Improvvisamente gli tornò alla mente una pagina dell’Ortis letta chissà quando e si mise a recitarla ad alta voce.
“… or tu non proferire sulle mie ceneri la crudele bestemmia: chi vuol morire non ama nessuno. Che non tentai sopra di me? che non feci? che non dissi a Dio? ah la mia vita purtroppo sta tutta nelle mie passioni; e se non potessi distruggerle meco – oh a che angoscie, a che spasimi, a quanti pericoli, a quali furori, a che deplorabile cecità, a che delitti non mi strascinerebbero a forza!”
Ora la galleria stava finendo e l’occhio bianco dell’uscita chiamava a gran voce Biagio e lui lo abbracciò, rapito.
All’uscita dalla galleria la strada curva a sinistra, a dritto c’è un spaventoso strapiombo.
Biagio aveva laciato il volante e chiuso gli occhi.
Dietro a se sentì la voce di Ida, come fosse seduta sul sedile posteriore.
“Biagio ti aspetto a casa – disse la bambina – ti prego non tardare. Ho voglia di abbracciarti e baciarti e sentire la tua voce. Tu mi dai gioia fratellomi mio e senza di te non sono felice.”
Il ragazzo ricordò come un lampo ciò che aveva deciso la sera prima: “Ida non avrebbe più pianto, mai più pianto di dolore per causa sua.”

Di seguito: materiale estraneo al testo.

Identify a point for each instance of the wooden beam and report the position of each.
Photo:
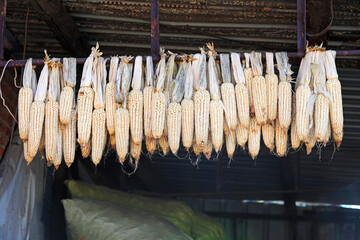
(62, 24)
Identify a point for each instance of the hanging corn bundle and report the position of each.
(216, 105)
(242, 134)
(122, 118)
(187, 108)
(228, 93)
(254, 138)
(85, 99)
(135, 104)
(67, 93)
(303, 93)
(37, 111)
(295, 141)
(258, 86)
(25, 100)
(110, 96)
(52, 112)
(68, 130)
(271, 87)
(201, 100)
(174, 109)
(281, 139)
(268, 134)
(333, 87)
(98, 134)
(241, 90)
(158, 102)
(148, 92)
(248, 74)
(284, 92)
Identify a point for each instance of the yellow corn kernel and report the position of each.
(85, 103)
(24, 103)
(66, 105)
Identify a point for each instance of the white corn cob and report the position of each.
(69, 140)
(148, 92)
(37, 113)
(98, 135)
(66, 105)
(122, 135)
(51, 129)
(321, 117)
(268, 133)
(254, 138)
(303, 94)
(151, 145)
(202, 111)
(281, 138)
(230, 144)
(187, 122)
(135, 107)
(85, 102)
(174, 126)
(242, 134)
(24, 104)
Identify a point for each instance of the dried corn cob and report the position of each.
(150, 145)
(58, 154)
(98, 139)
(268, 133)
(228, 93)
(258, 86)
(216, 106)
(271, 87)
(24, 101)
(67, 93)
(241, 91)
(136, 101)
(254, 138)
(333, 87)
(69, 139)
(248, 74)
(110, 94)
(86, 149)
(230, 144)
(85, 99)
(242, 134)
(281, 138)
(122, 125)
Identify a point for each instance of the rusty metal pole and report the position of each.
(301, 25)
(155, 45)
(2, 27)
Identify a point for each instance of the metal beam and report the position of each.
(62, 25)
(2, 27)
(155, 38)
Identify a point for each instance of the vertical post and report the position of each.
(2, 27)
(301, 25)
(155, 46)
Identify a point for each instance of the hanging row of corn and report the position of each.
(198, 103)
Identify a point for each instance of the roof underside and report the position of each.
(124, 28)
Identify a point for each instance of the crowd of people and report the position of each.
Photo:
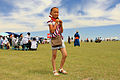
(18, 42)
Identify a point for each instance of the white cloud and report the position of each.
(24, 17)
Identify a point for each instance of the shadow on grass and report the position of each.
(39, 72)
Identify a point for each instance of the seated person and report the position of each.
(34, 44)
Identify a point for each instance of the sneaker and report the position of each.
(62, 71)
(55, 73)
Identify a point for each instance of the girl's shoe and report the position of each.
(55, 73)
(62, 71)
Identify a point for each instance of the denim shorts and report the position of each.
(58, 47)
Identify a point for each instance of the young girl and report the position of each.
(56, 28)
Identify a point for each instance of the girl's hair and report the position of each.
(52, 9)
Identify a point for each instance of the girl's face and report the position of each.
(54, 13)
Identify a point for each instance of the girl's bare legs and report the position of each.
(64, 55)
(54, 52)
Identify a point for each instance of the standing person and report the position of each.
(56, 30)
(1, 42)
(76, 41)
(69, 40)
(26, 41)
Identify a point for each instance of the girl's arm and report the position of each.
(61, 26)
(53, 28)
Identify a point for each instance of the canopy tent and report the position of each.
(4, 34)
(11, 33)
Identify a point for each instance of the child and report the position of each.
(56, 28)
(34, 44)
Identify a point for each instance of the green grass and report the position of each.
(100, 61)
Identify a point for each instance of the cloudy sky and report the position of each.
(32, 15)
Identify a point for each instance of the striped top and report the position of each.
(57, 31)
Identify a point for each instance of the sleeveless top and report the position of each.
(57, 31)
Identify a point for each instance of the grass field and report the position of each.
(100, 61)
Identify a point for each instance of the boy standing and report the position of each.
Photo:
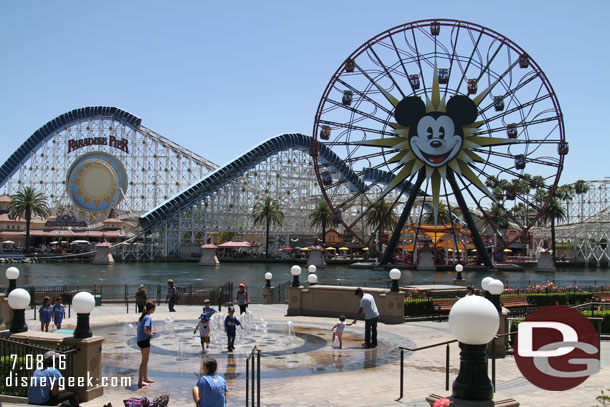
(59, 312)
(204, 330)
(207, 310)
(230, 328)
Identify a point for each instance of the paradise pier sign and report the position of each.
(122, 144)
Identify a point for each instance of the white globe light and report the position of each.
(485, 283)
(474, 320)
(12, 273)
(83, 302)
(496, 287)
(295, 270)
(18, 299)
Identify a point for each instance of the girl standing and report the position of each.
(143, 339)
(45, 313)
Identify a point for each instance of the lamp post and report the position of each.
(394, 276)
(458, 269)
(296, 272)
(12, 274)
(18, 299)
(474, 321)
(496, 288)
(83, 304)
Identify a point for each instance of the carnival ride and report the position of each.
(452, 107)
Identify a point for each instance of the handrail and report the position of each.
(255, 353)
(447, 353)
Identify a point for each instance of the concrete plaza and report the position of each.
(367, 378)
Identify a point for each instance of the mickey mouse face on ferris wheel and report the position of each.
(436, 137)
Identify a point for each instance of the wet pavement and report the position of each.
(305, 371)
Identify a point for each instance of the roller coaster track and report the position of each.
(176, 205)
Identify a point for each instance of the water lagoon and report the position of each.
(46, 274)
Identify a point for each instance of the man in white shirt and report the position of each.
(371, 316)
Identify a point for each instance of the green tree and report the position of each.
(580, 189)
(267, 212)
(566, 194)
(380, 216)
(26, 203)
(321, 216)
(554, 212)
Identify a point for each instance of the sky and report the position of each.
(220, 77)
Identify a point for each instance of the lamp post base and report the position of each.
(18, 323)
(82, 326)
(472, 382)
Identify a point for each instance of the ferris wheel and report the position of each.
(439, 116)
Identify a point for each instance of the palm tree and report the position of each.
(381, 216)
(553, 212)
(25, 204)
(581, 188)
(267, 212)
(566, 193)
(322, 217)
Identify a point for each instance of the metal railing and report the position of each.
(253, 377)
(20, 358)
(447, 354)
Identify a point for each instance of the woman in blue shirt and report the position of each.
(144, 335)
(45, 314)
(211, 389)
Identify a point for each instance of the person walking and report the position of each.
(44, 385)
(230, 328)
(141, 297)
(144, 335)
(242, 298)
(211, 389)
(371, 316)
(59, 312)
(171, 295)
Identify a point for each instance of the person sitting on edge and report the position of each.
(59, 312)
(211, 389)
(371, 316)
(209, 311)
(44, 386)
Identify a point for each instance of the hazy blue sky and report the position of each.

Cercò allora il freno disperatamente, cercò il volante disperatamente.
Aprì gli occhi terrorizato, senza fiato, disperato.
Non stava precipitando in uno strapiombo: la sua auto era ferma a bordo strada, il motore era spento, Biagio aveva il cuore che gli batteva in petto impazzito.
Il ragazzo capì che la galleria era alle sue spalle, la pianura versiliese era in basso davanti a lui e realizzò che qualcosa di inspiegabile gli aveva salvato la vita.